Le rapport de Villeneuve, qui a été publié conjointement par les deux groupes de censure numérique affiliés à l'université, le Initiative de réseau ouvert et Moniteur de guerre de l'information , révèle que certains enregistrements contenaient même des informations personnelles sensibles, notamment des mots de passe, des numéros de téléphone et des informations de carte bancaire. Villeneuve a également trouvé un fichier d'août 2007 qui contenait les noms d'utilisateur et les adresses IP des personnes ayant passé des appels vocaux via le réseau, ainsi que la date et l'heure de ces appels et le numéro de téléphone des destinataires. Depuis la publication du rapport, dit Villeneuve, le répertoire du serveur Web a été sécurisé et la dernière version du client TOM-Skype ne semble pas présenter le même comportement de journalisation.

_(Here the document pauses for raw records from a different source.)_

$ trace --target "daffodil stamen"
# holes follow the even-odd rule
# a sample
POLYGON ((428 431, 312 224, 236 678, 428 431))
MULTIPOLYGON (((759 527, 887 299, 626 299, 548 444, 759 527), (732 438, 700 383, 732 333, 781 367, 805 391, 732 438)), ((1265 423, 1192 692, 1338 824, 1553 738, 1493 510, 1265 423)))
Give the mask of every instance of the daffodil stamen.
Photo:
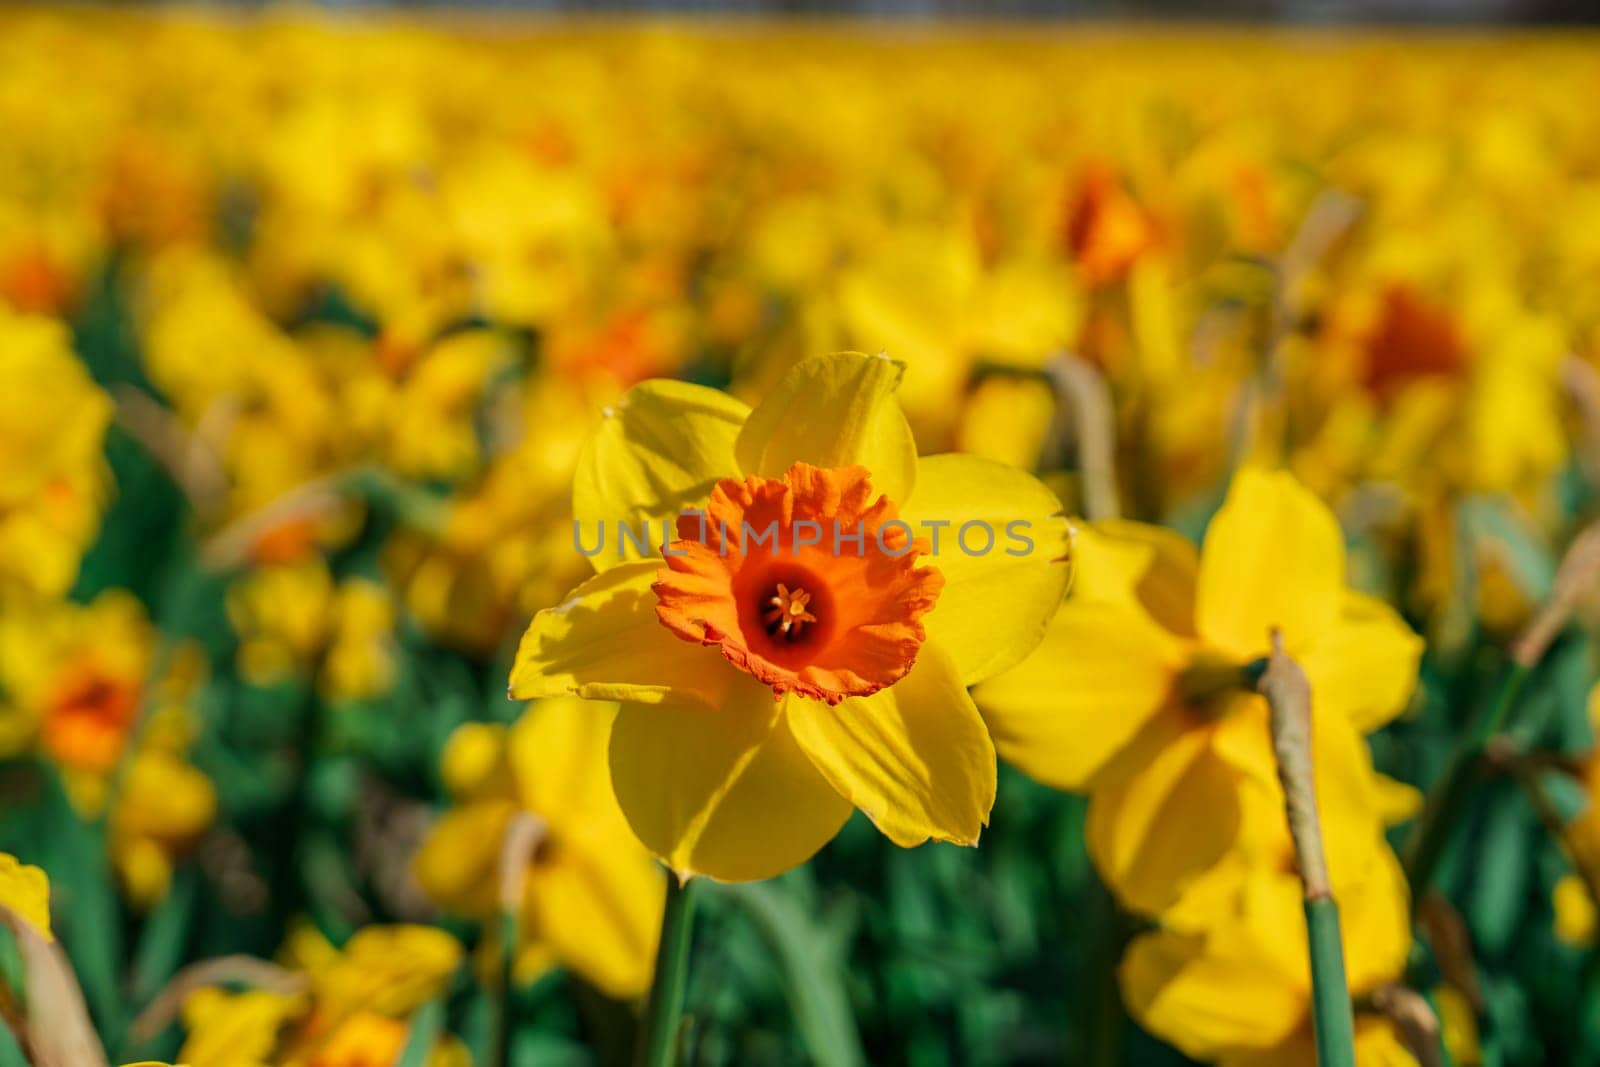
POLYGON ((806 610, 806 605, 811 603, 811 594, 799 586, 790 589, 779 582, 778 591, 767 599, 767 603, 771 607, 762 615, 762 619, 767 624, 767 632, 774 637, 782 635, 791 641, 798 641, 806 623, 817 621, 817 617, 806 610))

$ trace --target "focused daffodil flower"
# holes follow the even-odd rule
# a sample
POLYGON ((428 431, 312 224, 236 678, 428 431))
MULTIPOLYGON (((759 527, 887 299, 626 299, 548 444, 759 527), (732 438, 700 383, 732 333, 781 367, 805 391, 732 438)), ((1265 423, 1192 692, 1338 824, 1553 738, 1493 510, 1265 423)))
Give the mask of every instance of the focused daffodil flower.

Jeudi, le président de Skype, Josh Silverman, a déclaré dans un rapport que, bien que le filtrage des mots clés soit une procédure standard pour les entreprises de communication opérant en Chine, sa société n'était pas au courant de l'enregistrement. Nous comprenions que ce n'était pas le protocole de TOM de télécharger et de stocker des messages de discussion avec certains mots-clés, et nous demandons maintenant à TOM de savoir pourquoi le protocole a changé, a-t-il déclaré.
Les sociétés Internet américaines ont été critiquées pour avoir coopéré avec les autorités chinoises dans le passé. En 2005, Yahoo a été vivement critiqué pour avoir transmis des informations qui ont conduit à l'arrestation et à l'emprisonnement d'un journaliste chinois. Villeneuve dit que la découverte sert de réveil supplémentaire pour les dissidents étrangers. Dans de nombreux cas, surtout si vous regardez les cas de courrier électronique Yahoo dans le passé, les gens font vraiment confiance à ces marques étrangères qui ont des politiques de confidentialité et parlent de cryptage de bout en bout, dit-il.
Le vrai problème ici est que si vous êtes une entreprise américaine et que vous appréciez votre image publique, vous devez faire très attention à qui sont vos partenaires dans les pays étrangers, dit Ross Anderson , professeur d'ingénierie de la sécurité à l'Université de Cambridge, au Royaume-Uni. Auparavant, la surveillance se faisait plus ou moins pays par pays, ajoute-t-il. Mais de plus en plus, la censure peut se faire par entreprise.
Jedidiah Crandall , professeur adjoint d'informatique à l'Université du Nouveau-Mexique, qui a étudié le filtrage par mots-clés par le gouvernement chinois, affirme que le filtrage découvert par Villeneuve est beaucoup plus agressif que le filtrage appliqué aux pages Web. Pour un mot-clé et une application donnés, dit-il, les censeurs ont des objectifs différents qu'ils essaient d'atteindre.
Anderson dit que les utilisateurs soucieux de leur vie privée doivent savoir que les entreprises coopèrent souvent avec les gouvernements. Dans le cas des entreprises détenant une part de marché énorme, dit-il, les gouvernements qui ont accès à leurs données pourraient débloquer d'énormes quantités de renseignements et d'informations personnelles.